True, there are more road service calls in cold weather for dead batteries that cause starting failure. That's when a battery's output is diminished because of sluggish electro-chemical action that gives the battery its power. Also, colder temperatures increase thickness of the engine oil, making the engine harder to turn over. These factors lead to harder starting.
"An average of one out of four vehicles gets a new battery every year," said Rich White, executive director of the Car Care Council. "Sooner or later all batteries have to be replaced, but having to so prematurely can involve more than the cost of a road service call and a new battery, it can be inconvenient as well."
To get the most life out of a battery, White suggests the following:
Be sure the electrical system is charging at the correct rate; overcharging can damage a battery as quickly as undercharging.
If your battery is the type that needs to be topped off, check it regularly, especially in hot weather. Add distilled water when necessary.
Always replace a battery with one that's rated at least as high as the one originally specified.
Keep the top of the battery clean. Dirt becomes a conductor, which drains battery power. Further, as corrosion accumulates on battery terminals it becomes an insulator, inhibiting current flow.
Cold Facts About A/C Refrigerant
How did we ever get along without air conditioning in our cars? It's a feature we take for granted until, suddenly, it's blowing hot air.

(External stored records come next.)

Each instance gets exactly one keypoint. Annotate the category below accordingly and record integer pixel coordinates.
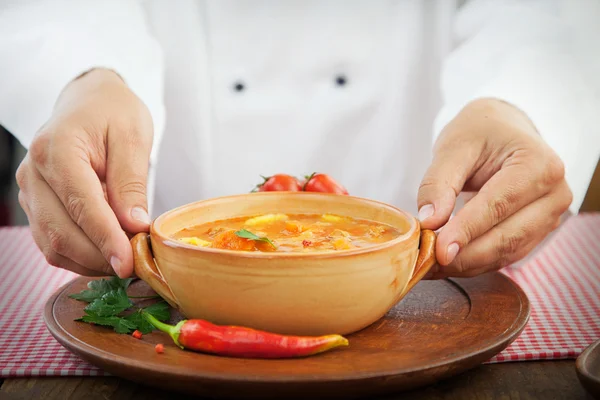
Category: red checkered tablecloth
(562, 281)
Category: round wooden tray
(439, 329)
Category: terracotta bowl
(288, 293)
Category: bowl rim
(155, 232)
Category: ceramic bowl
(289, 293)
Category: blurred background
(11, 154)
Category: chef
(130, 108)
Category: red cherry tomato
(323, 183)
(279, 183)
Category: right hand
(83, 181)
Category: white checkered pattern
(562, 282)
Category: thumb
(126, 177)
(452, 165)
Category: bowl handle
(145, 268)
(425, 259)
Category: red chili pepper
(235, 341)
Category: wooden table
(545, 380)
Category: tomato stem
(308, 178)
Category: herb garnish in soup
(289, 233)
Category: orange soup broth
(290, 233)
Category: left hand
(493, 149)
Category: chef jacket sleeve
(544, 58)
(45, 44)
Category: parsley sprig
(109, 305)
(243, 233)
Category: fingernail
(425, 212)
(451, 252)
(139, 214)
(115, 263)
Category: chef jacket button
(239, 86)
(340, 80)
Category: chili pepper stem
(172, 330)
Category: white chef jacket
(355, 89)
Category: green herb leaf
(160, 310)
(120, 325)
(243, 233)
(110, 304)
(99, 287)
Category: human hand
(491, 148)
(83, 181)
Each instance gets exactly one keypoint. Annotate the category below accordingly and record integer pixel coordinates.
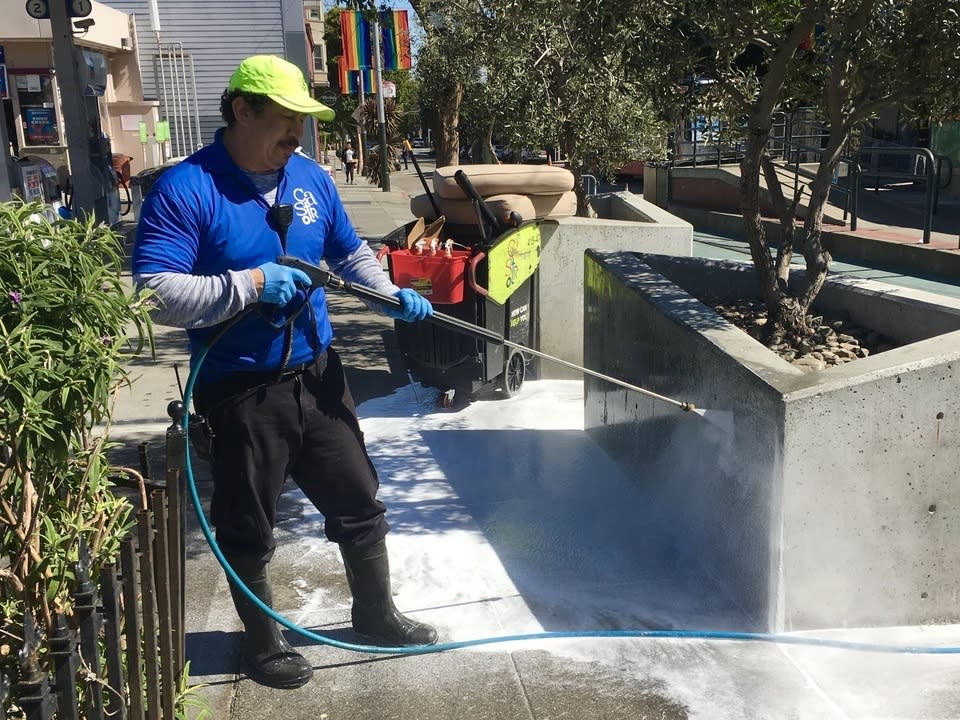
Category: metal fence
(121, 654)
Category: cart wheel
(514, 373)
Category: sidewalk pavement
(458, 483)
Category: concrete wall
(627, 223)
(819, 500)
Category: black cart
(490, 284)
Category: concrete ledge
(628, 223)
(818, 500)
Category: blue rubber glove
(279, 283)
(413, 306)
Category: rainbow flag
(350, 80)
(355, 35)
(395, 40)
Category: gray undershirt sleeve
(196, 301)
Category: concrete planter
(817, 500)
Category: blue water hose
(778, 638)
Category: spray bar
(325, 278)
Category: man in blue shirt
(271, 386)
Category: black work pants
(303, 425)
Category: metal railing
(797, 138)
(122, 653)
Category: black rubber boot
(267, 657)
(374, 615)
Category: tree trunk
(447, 143)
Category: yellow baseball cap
(281, 81)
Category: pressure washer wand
(325, 278)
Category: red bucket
(438, 278)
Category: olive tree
(540, 74)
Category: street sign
(40, 9)
(329, 97)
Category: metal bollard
(85, 605)
(176, 521)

In the past few years, many owners have discovered that fixing an inoperative air conditioner can cost a few hundred dollars or more, depending upon the make and model of vehicle. The reason is that the old standby R-12 refrigerant, trade named DuPont Freon, has been replaced by R-134a. Touted as being environmentally safer than its predecessor, R-134a has been standard since '94.
If your older vehicle needs major repairs to the air conditioning system you can expect to replace refrigerant and the oil in the compressor in addition to the old components. You also may need to install a retrofit conversion. Do not allow anyone to mix refrigerants. They're not inter-changeable. You cannot add R-134a to your older air conditioner without first flushing the system. Further, according to the Car Care Council, some substitutes are volatile mixtures of propane, butane and flammable hydrocarbons. Keep in mind the fact that if your vehicle is leaking refrigerant, you're damaging the ozone layer.
An annual inspection of the vehicle, including the air conditioning system, may help forestall costly repairs. Many automotive service shops offer AC inspection specials when warm weather arrives. Otherwise, ask your service center to evaluate your system before those hot and humid days of summer.